Saying there’s no longer a duplicate content penalty is a semantic weasel routine that ignores one hard fact: Duplicate content will kill your rankings.
Read the two articles I linked to above first if you don’t know what I mean by ‘duplicate content’ or ‘canonicalization’. It’ll make this article make sense.
It really helps to know why duplicate content is bad, though. So here are the SEO reasons you need to avoid duplicate content:
1: Wasted crawl budget
Search engines ‘crawl’ your web site using programs called spiders. When Google or Bing send a spider to your site, they set a crawl budget – a certain amount of time the spider will spend on your site, scampering from page to page.
The spider crawls every page it finds, regardless of duplication. Even if you use rel=canonical to tell visiting spiders to use a different URL, the spider still had to go to the initial URL.

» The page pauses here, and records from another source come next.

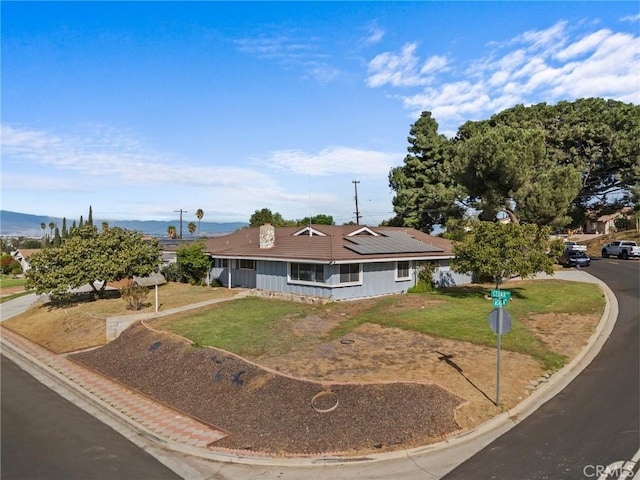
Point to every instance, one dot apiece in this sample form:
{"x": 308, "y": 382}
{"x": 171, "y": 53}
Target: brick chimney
{"x": 267, "y": 236}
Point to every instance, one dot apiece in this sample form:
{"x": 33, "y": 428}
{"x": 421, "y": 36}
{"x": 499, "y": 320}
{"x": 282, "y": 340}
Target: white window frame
{"x": 398, "y": 277}
{"x": 243, "y": 260}
{"x": 292, "y": 280}
{"x": 352, "y": 282}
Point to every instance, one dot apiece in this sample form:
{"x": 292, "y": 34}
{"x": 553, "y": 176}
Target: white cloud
{"x": 333, "y": 160}
{"x": 117, "y": 156}
{"x": 402, "y": 69}
{"x": 376, "y": 34}
{"x": 557, "y": 63}
{"x": 288, "y": 50}
{"x": 631, "y": 18}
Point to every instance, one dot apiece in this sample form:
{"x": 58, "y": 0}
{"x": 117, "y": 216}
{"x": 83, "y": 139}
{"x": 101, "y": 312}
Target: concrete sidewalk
{"x": 180, "y": 433}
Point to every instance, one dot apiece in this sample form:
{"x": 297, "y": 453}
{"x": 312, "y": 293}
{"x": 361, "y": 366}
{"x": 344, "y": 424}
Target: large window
{"x": 350, "y": 273}
{"x": 306, "y": 272}
{"x": 403, "y": 271}
{"x": 247, "y": 264}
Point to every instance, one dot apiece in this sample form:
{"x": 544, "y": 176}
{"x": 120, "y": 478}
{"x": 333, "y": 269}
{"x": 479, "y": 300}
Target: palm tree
{"x": 192, "y": 228}
{"x": 199, "y": 215}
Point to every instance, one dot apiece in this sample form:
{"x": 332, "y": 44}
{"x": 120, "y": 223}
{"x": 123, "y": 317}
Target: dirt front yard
{"x": 374, "y": 389}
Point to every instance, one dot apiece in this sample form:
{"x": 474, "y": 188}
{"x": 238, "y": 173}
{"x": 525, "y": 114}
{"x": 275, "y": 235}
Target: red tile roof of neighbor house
{"x": 331, "y": 243}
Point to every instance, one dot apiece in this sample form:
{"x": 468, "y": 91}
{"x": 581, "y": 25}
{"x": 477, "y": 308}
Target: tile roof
{"x": 332, "y": 243}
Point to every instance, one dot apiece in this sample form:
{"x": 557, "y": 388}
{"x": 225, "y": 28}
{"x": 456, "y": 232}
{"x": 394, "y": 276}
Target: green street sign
{"x": 500, "y": 302}
{"x": 505, "y": 294}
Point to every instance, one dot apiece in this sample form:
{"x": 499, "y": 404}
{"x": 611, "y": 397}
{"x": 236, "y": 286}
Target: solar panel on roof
{"x": 391, "y": 242}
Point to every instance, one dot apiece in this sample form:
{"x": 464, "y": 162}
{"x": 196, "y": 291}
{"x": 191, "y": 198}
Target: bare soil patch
{"x": 267, "y": 412}
{"x": 392, "y": 388}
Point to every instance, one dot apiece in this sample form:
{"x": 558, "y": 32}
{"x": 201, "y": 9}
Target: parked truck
{"x": 622, "y": 249}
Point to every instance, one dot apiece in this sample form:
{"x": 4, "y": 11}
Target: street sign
{"x": 500, "y": 322}
{"x": 505, "y": 294}
{"x": 500, "y": 318}
{"x": 500, "y": 302}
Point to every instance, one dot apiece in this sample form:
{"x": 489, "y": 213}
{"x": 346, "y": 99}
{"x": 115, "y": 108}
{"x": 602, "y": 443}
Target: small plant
{"x": 425, "y": 282}
{"x": 134, "y": 295}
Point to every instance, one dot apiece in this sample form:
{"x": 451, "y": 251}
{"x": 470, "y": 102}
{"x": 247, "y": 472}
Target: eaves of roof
{"x": 330, "y": 248}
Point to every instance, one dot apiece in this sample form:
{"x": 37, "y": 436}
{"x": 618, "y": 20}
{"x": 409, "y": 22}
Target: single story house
{"x": 605, "y": 223}
{"x": 329, "y": 261}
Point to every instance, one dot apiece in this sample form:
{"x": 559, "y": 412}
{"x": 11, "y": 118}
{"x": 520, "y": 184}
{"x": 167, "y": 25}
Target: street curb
{"x": 459, "y": 447}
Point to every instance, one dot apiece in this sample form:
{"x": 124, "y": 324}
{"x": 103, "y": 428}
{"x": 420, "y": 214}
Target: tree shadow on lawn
{"x": 480, "y": 291}
{"x": 76, "y": 299}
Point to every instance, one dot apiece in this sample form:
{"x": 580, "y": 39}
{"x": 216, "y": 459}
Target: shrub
{"x": 425, "y": 282}
{"x": 134, "y": 295}
{"x": 10, "y": 265}
{"x": 173, "y": 273}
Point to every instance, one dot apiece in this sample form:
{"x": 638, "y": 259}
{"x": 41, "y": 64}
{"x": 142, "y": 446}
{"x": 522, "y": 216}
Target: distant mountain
{"x": 13, "y": 224}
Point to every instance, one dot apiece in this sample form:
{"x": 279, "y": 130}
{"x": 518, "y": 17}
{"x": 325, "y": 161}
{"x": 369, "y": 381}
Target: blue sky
{"x": 141, "y": 109}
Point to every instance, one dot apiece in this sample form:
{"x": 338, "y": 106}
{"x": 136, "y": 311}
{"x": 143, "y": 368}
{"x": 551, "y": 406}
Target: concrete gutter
{"x": 434, "y": 461}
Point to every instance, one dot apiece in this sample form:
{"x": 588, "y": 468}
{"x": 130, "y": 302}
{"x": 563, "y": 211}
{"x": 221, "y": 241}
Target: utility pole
{"x": 181, "y": 212}
{"x": 357, "y": 212}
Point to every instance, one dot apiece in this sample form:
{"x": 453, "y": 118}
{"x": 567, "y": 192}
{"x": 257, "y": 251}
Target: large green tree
{"x": 90, "y": 257}
{"x": 498, "y": 251}
{"x": 193, "y": 262}
{"x": 506, "y": 169}
{"x": 539, "y": 164}
{"x": 427, "y": 192}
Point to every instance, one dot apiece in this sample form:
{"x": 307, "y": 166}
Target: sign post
{"x": 500, "y": 322}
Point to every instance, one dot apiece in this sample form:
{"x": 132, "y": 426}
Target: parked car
{"x": 570, "y": 245}
{"x": 622, "y": 249}
{"x": 575, "y": 258}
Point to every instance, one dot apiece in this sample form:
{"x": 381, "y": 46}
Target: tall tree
{"x": 498, "y": 251}
{"x": 507, "y": 169}
{"x": 193, "y": 262}
{"x": 57, "y": 239}
{"x": 320, "y": 219}
{"x": 426, "y": 189}
{"x": 538, "y": 164}
{"x": 89, "y": 257}
{"x": 199, "y": 215}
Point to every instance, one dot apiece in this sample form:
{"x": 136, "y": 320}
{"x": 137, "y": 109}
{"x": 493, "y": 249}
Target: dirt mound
{"x": 268, "y": 412}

That’s wasted crawl budget, any way you slice it. If Googlebot (Google’s spider) spends 1 minute on your site, loading 1 page every 15 seconds, it crawls 4 pages. But, if 3 of those 4 pages are duplicates, it only crawled 2 ‘real’ pages. The other two are at best wasted, at worst an even bigger SEO problem (see #2 for why).
Duplicate content burns crawl budget. Search engines crawl fewer unique pages of your site, leaving you with fewer indexed pages, and fewer shots at good rankings.
2: Link dilution
Duplicate content is the Ralph Nader (or Ross Perot) of search engine optimization. In simplest terms, every link to your web site is a vote. Some votes are worth more than others, but they’re still votes.
If your site has 4 duplicates of a particular page, four different webmasters could each link to that same page at a different URL. You just split the vote 4 ways, and rel=canonical isn’t going to fix it. Not 100%, anyway.
Duplicate content dilutes link authority.
3: Indexing flip-flop
Finally, duplicate content leaves it up to search engines to guess which page to index and rank. Combine 3-4 copies of the same page at 3-4 different URLs with link dilution (see #2, above) and you’re kinda screwed. Search engines have no good way to know which of those pages should really show up in a search result.
If they rank the wrong page, and you then remove it, you lose your ranking. Or, as webmasters link to different copies of the page, various copies pop in and out of the rankings, never moving up.
Duplicate content sucks
Think carefully about how you’re linking within your web site. Don’t depend on SEO workarounds like rel=canonical to fix the problem later on. Address duplication pre-launch, pre-redesign. If it’s too late for that, address it right now. It’s the best SEO favor you can do for your site.